CAMBRIDGE - The race is on to fill the most important economic policy position in the world. United States Federal Reserve Chairman Ben Bernanke's term ends in January, and President Barack Obama must decide before then: either re-appoint Bernanke or go with someone else - the names most often mentioned are Larry Summers and Janet Yellen - with more solid Democratic credentials.
It is a decision of momentous consequence not just for the US, but also for the world economy. As guardians of the nation's money supply and setters of short-term interest rates, central bankers have always played a critical role. Lower the interest rate too much, and inflation and monetary instability result. Raise it too much, and the economy slides into recession and unemployment.
Monetary policy is hardly a science, so a good central banker must be humble. He must appreciate the limits of his understanding and of the efficacy of the tools at his disposal. Yet he cannot afford to be perceived as indecisive, which would only invite destabilizing financial speculation.
Indeed, as important as their functions are, in recent decades central banks have become even more significant as a consequence of the development of financial markets. Even when not formally designated as such, central banks have become the guardians of financial-market sanity. The dangers of failing at this task have been made painfully clear in the sub-prime mortgage debacle. Under Obama's proposed new rules, the Fed will have even larger responsibilities, and will be charged with averting financial crises and ensuring that banks are not taking on too much risk.
This is a job at which former Fed Chairman Alan Greenspan proved to be a spectacular failure. His blind spot on financial-market excesses - the little "flaw" in his thinking, as he later termed - left him oblivious to the dangers of Wall Street titans' financial innovations. As a member of the Fed's Board of Governors under Greenspan during 2002-2005, Bernanke can also be faulted for having played along.
The Fed chairman exerts global influence not only through monetary policy, but also through his words. He sets the tone for policy discussions and helps shape the belief system within which policymakers around the world operate.
What hampered Greenspan and Bernanke as financial regulators was that they were excessively in awe of Wall Street and what it does. They operated under the assumption that what is good for Wall Street is good for Main Street. This will no doubt change as a result of the crisis, even if Bernanke remains at the helm. But what the world needs is a Fed chairman who is instinctively skeptical of financial markets and their social value.

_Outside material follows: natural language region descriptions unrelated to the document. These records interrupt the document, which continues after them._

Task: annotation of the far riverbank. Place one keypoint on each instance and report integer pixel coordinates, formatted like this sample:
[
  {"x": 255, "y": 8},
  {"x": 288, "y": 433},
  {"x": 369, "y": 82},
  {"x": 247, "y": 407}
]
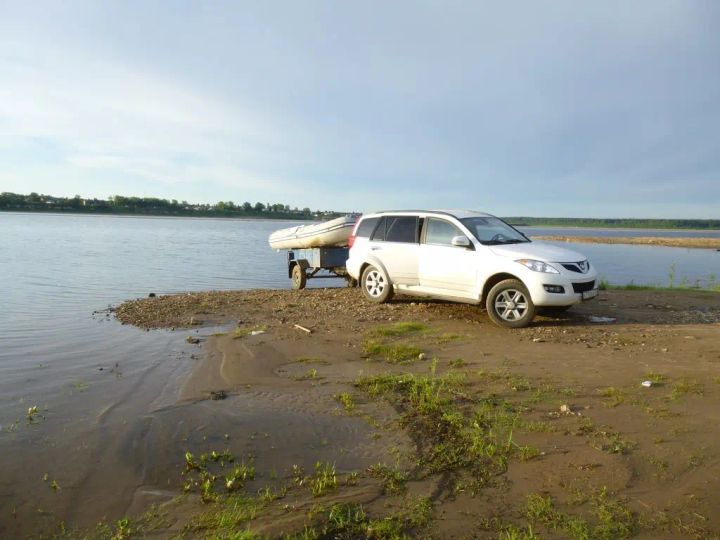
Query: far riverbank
[{"x": 695, "y": 243}]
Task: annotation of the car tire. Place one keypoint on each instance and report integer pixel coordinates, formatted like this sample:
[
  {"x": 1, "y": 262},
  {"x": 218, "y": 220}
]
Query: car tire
[
  {"x": 375, "y": 285},
  {"x": 509, "y": 304},
  {"x": 299, "y": 278}
]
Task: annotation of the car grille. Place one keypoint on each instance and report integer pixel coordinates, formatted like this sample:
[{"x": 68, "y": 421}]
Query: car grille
[
  {"x": 580, "y": 267},
  {"x": 584, "y": 287}
]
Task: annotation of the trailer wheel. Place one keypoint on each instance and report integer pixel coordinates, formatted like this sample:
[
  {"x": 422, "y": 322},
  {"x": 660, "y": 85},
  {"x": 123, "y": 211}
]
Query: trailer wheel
[{"x": 299, "y": 278}]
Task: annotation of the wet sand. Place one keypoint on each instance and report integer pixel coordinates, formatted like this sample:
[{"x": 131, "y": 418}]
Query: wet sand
[
  {"x": 583, "y": 421},
  {"x": 692, "y": 242}
]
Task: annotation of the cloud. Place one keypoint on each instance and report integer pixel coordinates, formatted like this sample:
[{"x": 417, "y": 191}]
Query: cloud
[{"x": 524, "y": 107}]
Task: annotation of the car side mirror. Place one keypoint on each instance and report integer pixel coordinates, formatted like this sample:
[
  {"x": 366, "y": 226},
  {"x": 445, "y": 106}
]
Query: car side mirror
[{"x": 460, "y": 241}]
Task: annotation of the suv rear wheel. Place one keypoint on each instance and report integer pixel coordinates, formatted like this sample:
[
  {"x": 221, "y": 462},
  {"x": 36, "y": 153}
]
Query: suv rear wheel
[
  {"x": 375, "y": 285},
  {"x": 509, "y": 304}
]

Here are some of the lies that the finance industry tells itself and others, and which any new Fed chairman will need to resist.
Prices set by financial markets are the right ones for allocating capital and other resources to their most productive uses. That is what textbooks and financiers tell you, but we have now many reasons to be wary.
In the language of economists, there are far too many "market failures" in finance for these prices to be a good guide for resource allocation. There are "agency problems" that drive a wedge between the interests of the owners of capital and the interests of bank CEOs and other finance executives. Asymmetric information between sellers and buyers of financial products can easily leave buyers vulnerable to abuse, as we saw with mortgage-backed securities.
Implicit or explicit bail-out guarantees, moreover, induce too much risk-taking. Large financial intermediaries endanger the entire financial system when they use the wrong risk model and make bad decisions. Regulation is at best a partial remedy for such problems. So the prices that financial markets generate are as likely to send the wrong signals as they are to send the right ones.
Financial markets discipline governments. This is one of the most commonly stated benefits of financial markets, yet the claim is patently false. When markets are in a euphoric state, they are in no position to exert discipline on any borrower, let alone a government with a reasonable credit rating. If in doubt, ask scores of emerging-market governments that had no difficulty borrowing in international markets, typically in the run-up to an eventual payments crisis.
In many of these cases - Turkey during the 1990's is a good example - financial markets enabled irresponsible governments to embark on unsustainable borrowing sprees. When "market discipline" comes, it is usually too late, too severe, and applied indiscriminately.
The spread of financial markets is an unmitigated good. Well, no. Financial globalization was supposed to have enabled poor, undercapitalized countries to gain access to the savings of rich countries. It was supposed to have promoted risk-sharing globally.
In fact, neither expectation was fulfilled. In the years before the financial crash, capital moved from poor countries to rich countries, rather than vice versa. (This may not have been a bad thing, since it turns out that large (net) borrowers in international markets tend to grow less rapidly than others.) And economic volatility has actually increased in emerging markets under financial globalization, owing in part to frequent financial crises spawned by mobile capital.
Financial innovation is a great engine of productivity growth and economic well-being. Again, no. Imagine that we had asked five years ago for examples of really useful kinds of financial innovation. We would have heard about a long-list of mortgage-related instruments, which supposedly made financing available to home buyers who would not have been able to purchase homes otherwise. We now know where that led us. The truth lies closer to Paul Volcker's view that for most people the automated teller machine (ATM) has brought bigger benefits than any financially-engineered bond.
The world economy has been run for too long by finance enthusiasts. It is time that finance skeptics began to take over.